Grande lição! Convém que o intelectual maneje as coisas, que esteja próximo delas; das coisas materiais se é físico, das coisas humanas se é historiador. Se os historiadores alemães do século XIX houvessem sido mais homens políticos, ou mesmo mais “homens de mundo”, talvez a história fosse hoje já uma ciência e junto a ela existisse uma técnica realmente eficaz para atuar sobre os grandes fenômenos coletivos, diante dos quais, seja dito com vergonha, o atual homem se encontra como o paleolítico diante do raio.

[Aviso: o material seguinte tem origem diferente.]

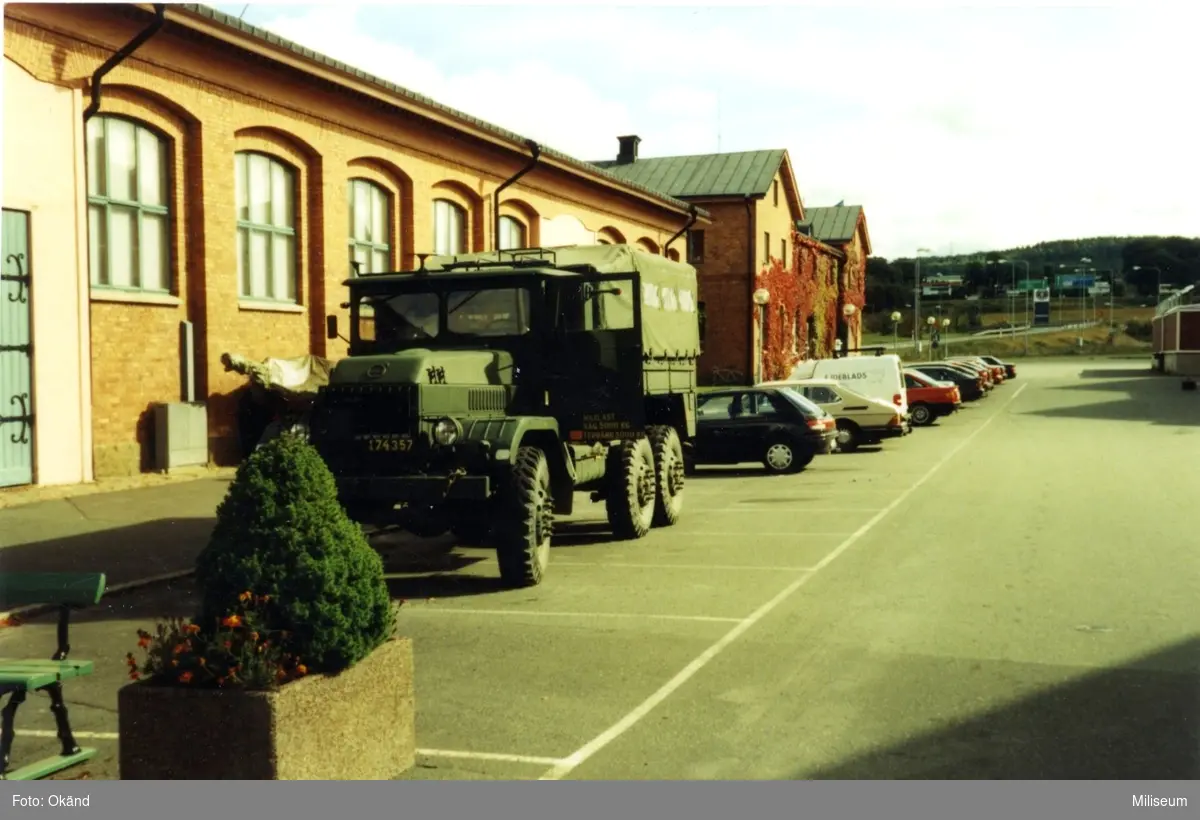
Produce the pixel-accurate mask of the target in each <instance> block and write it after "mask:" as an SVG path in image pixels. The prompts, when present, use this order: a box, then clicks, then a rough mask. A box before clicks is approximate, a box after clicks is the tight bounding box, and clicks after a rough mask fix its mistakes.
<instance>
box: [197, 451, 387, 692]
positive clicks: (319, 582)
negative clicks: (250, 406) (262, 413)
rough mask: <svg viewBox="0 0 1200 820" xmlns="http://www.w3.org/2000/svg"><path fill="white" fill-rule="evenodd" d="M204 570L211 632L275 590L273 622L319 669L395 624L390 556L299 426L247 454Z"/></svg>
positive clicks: (210, 541)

O chamado “espírito” é uma potência demasiado etérea que se perde no labirinto de si mesma, de suas próprias infinitas possibilidades. É demasiado fácil pensar! A mente em seu voo quase não encontra resistência. Por isso é tão importante para o intelectual palpar objetos materiais e aprender em seu trato com eles uma disciplina de contenção. Os corpos foram os mestres do espírito, como o centauro Quirão foi o mestre dos gregos. Sem as coisas que se veem e se tocam, o presunçoso “espírito” não seria mais que demência. O corpo é o agente policial e o pedagogo do espírito.
Daí a exemplaridade do pensamento físico diante de todos os demais usos intelectuais. A física, como notou Nicolai Hartmann, deve sua ímpar virtude em ser, até agora, a única ciência onde a verdade se estabelece mediante o acordo de duas instâncias independentes que não se deixam subornar uma pela outra. 0 puro pensar a priori da mecânica racional e o puro olhar as coisas com os olhos do rosto: análise e experimento.

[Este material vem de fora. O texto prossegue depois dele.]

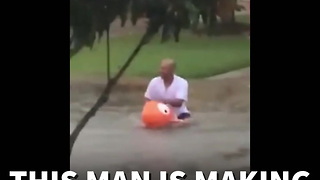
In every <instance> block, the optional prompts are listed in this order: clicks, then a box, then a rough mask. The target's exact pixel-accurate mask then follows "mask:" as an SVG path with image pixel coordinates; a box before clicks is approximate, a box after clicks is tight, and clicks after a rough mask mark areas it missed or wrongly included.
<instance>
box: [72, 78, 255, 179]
mask: <svg viewBox="0 0 320 180" xmlns="http://www.w3.org/2000/svg"><path fill="white" fill-rule="evenodd" d="M235 82H239V81H238V80H235ZM244 83H246V85H245V87H244V84H241V86H240V85H239V86H237V87H241V88H243V89H238V90H237V91H233V90H230V89H229V91H230V92H232V93H235V94H236V96H237V97H238V96H239V94H237V93H238V92H243V93H247V94H249V89H248V81H244ZM234 84H235V83H233V84H232V87H233V86H234ZM242 86H243V87H242ZM219 87H222V85H221V84H220V86H219ZM232 87H231V86H228V88H232ZM244 89H246V91H247V92H245V91H244ZM222 91H223V92H224V90H222ZM210 92H211V93H215V92H216V93H219V92H218V91H214V90H212V89H211V90H210ZM74 94H75V93H73V95H72V92H71V97H73V96H75V95H74ZM115 94H116V93H115ZM114 96H117V95H114ZM131 96H132V95H131ZM192 96H193V95H192ZM194 96H195V95H194ZM233 96H235V95H231V94H230V95H228V96H227V97H228V98H227V99H230V98H234V97H233ZM79 97H82V101H84V99H86V98H87V99H88V97H89V96H85V95H83V96H80V95H79ZM121 97H122V96H121ZM119 98H120V96H119ZM122 98H123V97H122ZM246 98H247V96H246ZM75 99H77V98H75ZM191 99H192V97H191ZM197 99H199V98H197ZM207 99H208V101H209V99H210V98H209V96H208V97H207ZM236 99H237V102H238V101H239V102H240V101H241V102H243V101H242V100H241V98H240V99H239V97H238V98H236ZM220 100H221V99H220ZM224 100H225V98H224ZM110 101H111V102H110V103H112V99H111V100H110ZM248 101H249V100H248ZM232 102H233V105H234V103H235V102H236V100H234V101H232ZM84 104H86V103H82V105H81V103H79V102H77V101H76V100H74V102H71V106H70V108H71V113H70V116H71V130H72V129H73V128H74V127H75V125H76V122H77V121H76V120H78V119H80V117H81V115H82V114H83V113H84V112H85V110H86V108H87V107H86V108H85V107H82V106H85V105H84ZM87 104H88V103H87ZM229 104H230V102H229ZM76 106H77V107H76ZM191 106H192V105H191ZM195 106H196V105H195ZM247 106H248V108H247V109H245V110H244V108H241V109H240V110H238V111H237V110H230V109H227V108H220V109H219V108H214V110H211V111H210V110H208V109H206V110H204V109H203V108H201V109H202V111H200V110H199V111H197V110H196V108H195V109H194V110H193V111H192V112H193V113H192V115H193V123H192V125H190V126H189V127H184V128H177V129H165V130H147V129H144V128H142V127H141V126H140V107H141V106H133V105H132V106H130V107H125V106H117V107H108V104H106V105H105V106H104V107H103V108H102V109H101V110H100V111H99V112H98V113H97V114H96V116H95V117H94V118H92V119H91V120H90V121H89V123H88V124H87V126H86V127H85V128H84V129H83V131H82V132H81V133H80V136H79V138H78V140H77V141H76V143H75V145H74V148H73V152H72V155H71V159H70V160H71V169H72V170H74V171H76V172H77V173H79V179H86V177H85V171H87V170H95V171H97V172H99V171H109V172H114V171H115V170H124V171H131V170H139V171H143V170H148V171H151V172H154V173H155V174H159V171H160V170H167V171H173V170H182V171H184V172H190V173H194V172H195V171H197V170H202V171H205V172H209V171H215V170H219V171H220V170H248V169H249V167H250V131H249V129H250V115H249V105H248V104H247ZM88 107H89V106H88ZM224 107H226V106H224ZM232 107H235V106H232ZM81 108H82V110H81ZM81 111H82V114H81ZM98 174H100V173H98ZM191 176H192V175H191ZM111 179H113V178H111ZM152 179H158V176H157V175H154V176H152ZM187 179H189V178H187Z"/></svg>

Todos os criadores da nova ciência se deram conta de sua consubstancialidade com a técnica . Tanto Bacon como Galilei, Gilbert quanto Descartes, Huygens quanto Hook ou Newton.
Desde então para cá o desenvolvimento — em somente três séculos — foi fabuloso: tanto o da teoria quanto o da técnica. Veja o leitor, no livrinho de Alien Raymond, ¿Qué es la tecnocracia?, traduzido nas edições da “Revista de Occidente”, alguns dados sobre o que hoje pode fazer aquele técnico. Por exemplo:
“O motor humano, numa jornada de oito horas, é capaz de render trabalho, aproximadamente, na proporção de um décimo de cavalo. Hoje em dia possuímos máquinas que trabalham com 300 000 cavalos de potência, capazes de funcionar durante vinte e quatro horas do dia por muito tempo.
“A primeira máquina de conversão de energia distinta do mecanismo humano foi a tosca máquina de vapor atmosférico de Newcomen, em 1712.A primeira máquina dessa marca desenvolve 5,5 cavalos de força, calculada pela quantidade de água que eleva num tempo determinado. Esta máquina atingiu seu máximo tamanho em 1780, com gigantescos cilindros e 16 a 20 percurso de êmbolo por minuto. Tinha uma potência de 50 cavalos, ou seja, 500 vezes a do motor humano. Mas a eficiência da máquina Newcomen era um décimo da máquina humana e requeria 15,8 libras de carvão por cavalo. Tinha outros defeitos, tanto em energia como na parte mecânica, que impediram sua adoção geral.
“A introdução da turbina trouxe um novo tipo de conversão de energia. Enquanto as primeiras turbinas construídas possuíam menos de 700 cavalos e a primeira turbina que se instalou numa estação central era de 5.000 cavalos, as turbinas modernas chegam a atingir 300.000 cavalos, ou seja, 3.000.000 de vezes o rendimento de um ser humano em jornada de oito horas. Calculada sobre a base de vinte e quatro horas de funcionamento, a turbina tem nove milhões de vezes o rendimento do corpo humano.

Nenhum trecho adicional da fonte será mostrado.